Fig 1: Image of a Piano Roll (via Can a machine generate a score of intererst?

Data Prep for training

While we’re using advanced Natural Language Processing (NLP) in my company,, using RNNs is still very early days for us (hence the experimentation here). Also, I should say that I am nowhere near an expert in deep learning and so, for me, a critical contribution from Andrej Karpathy is the availability of code that I could actually get to run and understand. Likewise, I am nowhere near an expert on music theory nor practice. I dabbled in piano about 30 years ago and can read music, but that’s about it. So I’m starting this project on a few shaky legs to be sure.
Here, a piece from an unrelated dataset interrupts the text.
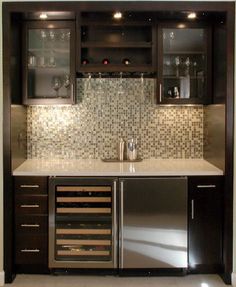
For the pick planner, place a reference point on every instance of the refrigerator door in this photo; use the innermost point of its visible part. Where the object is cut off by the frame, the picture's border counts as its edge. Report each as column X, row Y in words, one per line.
column 153, row 223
Which music? To get train a model using Karpathy’s codebase on GitHub, I had to create a suitable corpus. Sticking a single musical genre and composer makes sense. Using the fewest number of instruments seemed sensible too. So I chose piano sonatas for two hands from Mozart and Beethoven.

Which format?  As I learned, there are over a dozen different digital formats used in music, some of them more versatile than others, some of them focused on enabling complex visual score representation. It became pretty clear that one of the preferred modern markup of sophisticated music manipulation codebases (like music21 from MIT) is the XML-based MusicXML (ref). The other is humdrum **kern. Both are readily convertible to each other, although humdrum appears to be more compact (and less oriented towards the visual representation of scores).

Let’s see the differences between the two formats. There’s a huge corpus of classical music at (“7,866,496 notes in 108,703 files”).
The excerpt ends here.